说罢,他脱去厚重盔甲,换上青色便衣,头戴便帽,翻身上马。几名将领也无奈相随,五骑出营。营门火光渐远,夜风呼啸,他们沿着山径信马由缰,马蹄声空灵回荡在山谷。

入秋的山林正美。满山红叶似火,夹杂着淡淡草香。赵匡胤骑在马上,心情渐渐舒畅,一边看山色,一边笑道:“这朱叉关外,好一处天地。倘若不是征战之地,真该在此建庙安居。”

张光远在一旁苦笑,暗叹万岁好动,偏不知夜色诡谲。再往前走,山路渐窄,两侧林木阴森,枝叶遮天。远处不时传来山风卷叶的声音,像是千军铁甲在林中潜动。

行了二十余里,天色已入申时。乌云沉压,光线暗淡,气息愈发阴冷。风一吹,山叶“哗啦啦”作响,似有无形之力潜藏。

罗延西低声道:“万岁,离营已远,恐夜长梦多,该回了。”

赵匡胤抬头望天,天色昏沉如墨,心头一阵恍惚,却仍笑道:“再走一段。此山气象奇绝,孤未曾看够。”

张光远暗暗叹息:“皇兄真当打仗是春游了。”

他们刚掉转马头,忽听远处传来一阵低沉的号角声,起初模糊,渐渐逼近,仿佛从地底传出。四将立刻勒马围拢在赵匡胤身旁。

风忽然停了。接着,马蹄声如雷,从林中卷起尘沙。

一支马队破林而出,转瞬已至十丈之外。二百余骑,头戴麻冠,身披白布重孝,腰缠麻绳。马队中央,押着一辆黑漆大车,车上覆着白布,一口棺木横陈,棺头贴着白纸,墨字森然。

赵匡胤猛然勒缰,赤龙驹前蹄高扬,嘶声长啸。

张光远与罗延西同时变色。那一队骑士无一开口,目光死灰,脸色惨白,在灰风中若生若死。

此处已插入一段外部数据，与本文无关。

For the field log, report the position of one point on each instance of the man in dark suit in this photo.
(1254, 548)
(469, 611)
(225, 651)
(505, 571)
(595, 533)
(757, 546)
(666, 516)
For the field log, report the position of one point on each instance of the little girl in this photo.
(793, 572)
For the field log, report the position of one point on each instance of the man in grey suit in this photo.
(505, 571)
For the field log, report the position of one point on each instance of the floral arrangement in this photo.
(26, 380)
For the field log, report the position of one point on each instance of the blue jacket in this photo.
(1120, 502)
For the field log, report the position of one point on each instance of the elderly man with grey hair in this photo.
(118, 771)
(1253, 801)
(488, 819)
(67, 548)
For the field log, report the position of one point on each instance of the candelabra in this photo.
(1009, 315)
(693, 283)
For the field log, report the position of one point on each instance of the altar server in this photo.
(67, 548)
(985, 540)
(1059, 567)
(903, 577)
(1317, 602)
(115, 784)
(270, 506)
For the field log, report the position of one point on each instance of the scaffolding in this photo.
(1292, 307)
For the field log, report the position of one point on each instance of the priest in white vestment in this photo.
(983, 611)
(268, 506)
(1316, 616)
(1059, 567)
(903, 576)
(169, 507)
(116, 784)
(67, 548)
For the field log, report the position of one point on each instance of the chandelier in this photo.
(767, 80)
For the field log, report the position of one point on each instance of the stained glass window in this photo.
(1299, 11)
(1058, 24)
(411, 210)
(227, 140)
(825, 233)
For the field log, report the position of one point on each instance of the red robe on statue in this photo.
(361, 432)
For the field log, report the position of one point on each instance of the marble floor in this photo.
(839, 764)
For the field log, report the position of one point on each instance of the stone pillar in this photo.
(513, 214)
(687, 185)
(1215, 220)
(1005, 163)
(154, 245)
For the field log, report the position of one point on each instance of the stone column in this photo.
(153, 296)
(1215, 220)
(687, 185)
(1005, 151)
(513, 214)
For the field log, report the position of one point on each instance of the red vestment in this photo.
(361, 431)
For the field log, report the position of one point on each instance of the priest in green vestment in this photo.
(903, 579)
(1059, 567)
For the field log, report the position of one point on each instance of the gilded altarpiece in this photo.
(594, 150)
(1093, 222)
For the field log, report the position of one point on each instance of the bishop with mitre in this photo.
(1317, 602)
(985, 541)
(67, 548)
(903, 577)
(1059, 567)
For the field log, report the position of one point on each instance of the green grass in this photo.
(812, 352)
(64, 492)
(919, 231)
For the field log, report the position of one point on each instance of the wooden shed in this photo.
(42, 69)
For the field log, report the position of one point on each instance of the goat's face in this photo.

罗延西压低声音:“皇兄,这……是谁家送葬?怎全是年轻壮汉?”

赵匡胤凝目而视,眉头一紧。

“不对。出殡队伍应有哭声、老幼、鼓乐,这些人却寂然无声,且皆携兵刃。”

他盯着那些“哭丧棒”,心头骤寒。那哪是什么棒?分明是刀剑铁棒,外糊白纸!

张光远面色铁青:“他们是假丧之兵。”

罗延西沉声:“莫非冲我们来的?”

赵匡胤冷静下来:“别理他们,先退。”

五人勒马后撤,正要掉头,忽然号角声再起——那支阴兵骤然齐动,二十余骑纵马横列挡道,中间那辆载棺大车正对着赵匡胤。铁蹄踏地,灰尘弥天,棺盖震动,发出沉闷的“轧”声。

张光远怒道:“放肆!”

赵匡胤挥手止他:“莫动。看他们要干什么。”

那车旁的大汉忽拨马向前,声音低沉如从地狱钻出:“我们是出殡的。”

罗延西冷声道:“出殡的已经走过去了,怎么又回来了?”

那大汉答道:“回头问路。”

“问哪?”

“宋营。”

“你问宋营做什么?”

那人冷笑,语气森然:“奉我家主人的命,给大宋军送棺。”

赵匡胤眉头一皱:“送棺?送给谁?”

那人抬起手,指向车上那口白棺:“我家主人说,赵匡胤今夜阳寿已尽,魂归地狱,特命我们送棺,免他暴尸荒野。棺盖上写着他的名字,你若不信,可以上前看。”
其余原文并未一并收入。